During the years the scheme has been under implementation, there was distinct improvement in functioning wherever the departments followed the system with enthusiasm. One must hasten to add that to claim that the PMES was an unqualified success would amount to oversell. Some departments did so with lukewarm effort and, unfortunately, even resorted to subterfuge. As a result, it became difficult to assess their performance at the yearend. A fact stood out: greater ownership at political level and bureaucratic level would have made the programme more successful. With the present government’s determination to get things done in a time-bound manner-added to that the need to get ‘bang for the buck’, an independent mechanism, whose main objective would be nothing but to maximise the returns for the government’s investments-could only be an added facilitator to further the cause of governance.

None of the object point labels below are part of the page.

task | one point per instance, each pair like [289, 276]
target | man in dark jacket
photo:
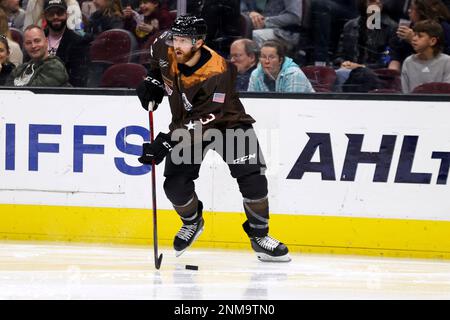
[42, 70]
[202, 96]
[65, 43]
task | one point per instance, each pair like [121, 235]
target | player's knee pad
[179, 189]
[253, 186]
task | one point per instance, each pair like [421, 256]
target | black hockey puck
[191, 267]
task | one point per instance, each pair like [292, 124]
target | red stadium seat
[123, 75]
[322, 78]
[113, 46]
[17, 36]
[108, 48]
[433, 88]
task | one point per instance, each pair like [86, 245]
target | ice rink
[68, 271]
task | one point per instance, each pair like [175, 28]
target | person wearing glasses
[278, 73]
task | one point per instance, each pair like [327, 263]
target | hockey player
[200, 85]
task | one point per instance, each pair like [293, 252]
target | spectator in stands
[66, 44]
[280, 20]
[222, 18]
[420, 10]
[397, 9]
[244, 55]
[6, 67]
[34, 14]
[148, 22]
[276, 72]
[429, 64]
[132, 4]
[328, 18]
[88, 8]
[42, 70]
[15, 13]
[361, 46]
[16, 55]
[108, 16]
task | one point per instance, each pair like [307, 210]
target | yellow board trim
[302, 233]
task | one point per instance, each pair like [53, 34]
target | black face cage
[195, 38]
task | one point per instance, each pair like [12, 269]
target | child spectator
[429, 64]
[5, 66]
[244, 55]
[276, 72]
[419, 10]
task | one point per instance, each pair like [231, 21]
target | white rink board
[282, 126]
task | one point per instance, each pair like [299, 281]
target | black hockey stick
[158, 259]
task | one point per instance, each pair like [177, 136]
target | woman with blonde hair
[15, 53]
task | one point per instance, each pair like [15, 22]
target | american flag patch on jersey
[219, 97]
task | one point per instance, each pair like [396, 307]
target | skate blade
[179, 253]
[267, 258]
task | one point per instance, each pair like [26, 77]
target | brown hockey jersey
[207, 95]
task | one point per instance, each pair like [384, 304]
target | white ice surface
[63, 271]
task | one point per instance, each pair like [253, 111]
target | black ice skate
[189, 232]
[269, 249]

WHAT applies to projects is also applicable to other systems that have been in place-after due evaluation, of course. Here again, abandoning them lock, stock and barrel may well be like throwing the baby out with the bath water. Whatever the form, a system of arm’s-length target fixing, monitoring and evaluation would go a long way in maximising the value of money spent and fast-tracking the flow of benefits arising from programmes and schemes. No matter how efficient the machinery, a well-meaning friend, philosopher and guide will add value and present a true picture to an otherwise insular set-up. This is not to question the integrity of the bureaucracy, but truth is not a one-dimensional entity. The fear of adverse comments and lack of approbation would tempt the best among us to do some creative accounting. It may be worthwhile to quote Stephen Covey from his 7 Habits of Highly Effective People, where he says something to the effect that when trying to negotiate a treacherous path in a dense forest, it would be useful if someone would get atop a tall tree and ensure that the team is on the right path. If the leader remains sanguine in his belief that, when good progress is being made, why waste time looking at the path, the team would have reached somewhere, though not necessarily the destination, and may in fact be miles away and in the opposite direction too!